Para os judeus, o Messias não é uma figura divina, mas sim um ser humano nascido de pais humanos, guiado por Deus para cumprir um papel específico na história. Ao contrário de outras tradições religiosas, o judaísmo rejeita firmemente qualquer ideia de que Deus possa se encarnar. A crença na unicidade absoluta de Deus é um pilar central da fé judaica, e a ideia de que o Messias seja Deus em forma humana é incompatível com esse princípio.

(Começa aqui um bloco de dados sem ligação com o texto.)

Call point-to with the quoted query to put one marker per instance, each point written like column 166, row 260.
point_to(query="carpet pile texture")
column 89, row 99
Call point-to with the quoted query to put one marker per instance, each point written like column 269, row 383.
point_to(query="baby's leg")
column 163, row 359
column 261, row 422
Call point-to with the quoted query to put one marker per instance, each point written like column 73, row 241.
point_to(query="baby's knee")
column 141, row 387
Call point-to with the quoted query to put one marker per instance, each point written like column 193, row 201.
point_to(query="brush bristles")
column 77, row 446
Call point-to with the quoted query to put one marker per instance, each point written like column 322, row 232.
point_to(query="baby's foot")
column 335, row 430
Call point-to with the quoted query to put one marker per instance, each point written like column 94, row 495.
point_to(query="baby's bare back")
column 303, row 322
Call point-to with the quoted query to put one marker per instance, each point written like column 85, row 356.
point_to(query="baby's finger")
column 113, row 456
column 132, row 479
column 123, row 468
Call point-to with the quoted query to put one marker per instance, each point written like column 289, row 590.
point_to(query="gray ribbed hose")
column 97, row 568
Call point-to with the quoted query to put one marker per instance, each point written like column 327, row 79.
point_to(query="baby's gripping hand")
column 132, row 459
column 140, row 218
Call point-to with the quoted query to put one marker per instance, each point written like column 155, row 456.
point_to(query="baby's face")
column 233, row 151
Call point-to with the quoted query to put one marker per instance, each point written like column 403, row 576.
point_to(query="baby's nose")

O Messias esperado pelo judaísmo é um líder humano, descendente da linhagem do rei Davi, que trará justiça, paz duradoura e reunirá os judeus à Terra de Israel. Ele será um rei justo, conhecedor da Torá, capaz de guiar o povo com sabedoria e coragem. Sua missão inclui restaurar o culto no Templo em Jerusalém e promover a harmonia entre as nações — tudo isso no plano terreno, sem intervenções sobrenaturais que violem a natureza divina e imutável de Deus.
Desde os tempos do Tanakh (a Bíblia hebraica) até os grandes pensadores como Maimônides, os sábios judeus sempre enfatizaram que o Messias será um homem comum em termos de natureza, ainda que extraordinário em sua liderança e devoção. A espera pelo Messias é, portanto, uma expectativa de redenção histórica e social, não de uma revelação divina em forma humana.
Essa visão reflete o profundo compromisso do judaísmo com a soberania exclusiva de Deus sobre o universo — uma crença que permanece inabalável ao longo dos séculos.